But the amended petition’s timeliness—in a limitations sense—is ultimately beside the
point. The district court dismissed Calhoun’s amended petition based upon our opinion in
Palmer. And Palmer dismissal is not limitations dismissal, but dismissal for failure to comply
with the conditions of the court’s stay. Palmer, 276 F.3d at 781 (“‘If either condition of the stay
is not met, the stay may later be vacated nunc pro tunc as of the date the stay was entered, and
the petition may be dismissed’”) (quoting Zarvela v. Artuz, 254 F.3d 374, 381 (2d Cir. 2001)).
The relevant condition of the stay here—that Calhoun promptly file his unexhausted claims in
state court—is meant “[t]o allay the concern that a petitioner might take an undue amount of time
to pursue state court remedies[.]” Palmer, 276 F.3d at 781; see also Rhines v. Weber, 544 U.S.
269, 277 (2005) (stating that an unconditional stay can “frustrate[] AEDPA’s objective of
encouraging finality by allowing a petitioner to delay the resolution of the federal proceedings”).
That concern is similar to, but different from, the concern addressed by AEDPA’s limitations
period. What matters under Palmer, therefore, is not whether Calhoun’s amended petition was
timely in a limitations sense, but whether he complied with the conditions of the court’s stay.
Calhoun did not comply, so dismissal was appropriate. Palmer, 276 F.3d at 781.

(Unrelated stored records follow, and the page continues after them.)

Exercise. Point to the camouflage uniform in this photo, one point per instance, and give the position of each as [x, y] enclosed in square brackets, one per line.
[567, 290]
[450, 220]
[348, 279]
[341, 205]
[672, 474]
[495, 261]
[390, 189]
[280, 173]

Finally, Calhoun argues that the district court should have “transferred” his amended
petition to our court as a second or successive petition under 28 U.S.C. § 2244(b)(3). As shown
above, however, Calhoun himself superseded his initial petition when he filed his amended one.
The initial petition therefore did not count as a first petition for purposes of § 2244(b)(3). See
Johnson v. United States, 196 F.3d 802, 805-06 (7th Cir. 1999) (Easterbrook, J.).
The district court’s judgment is affirmed.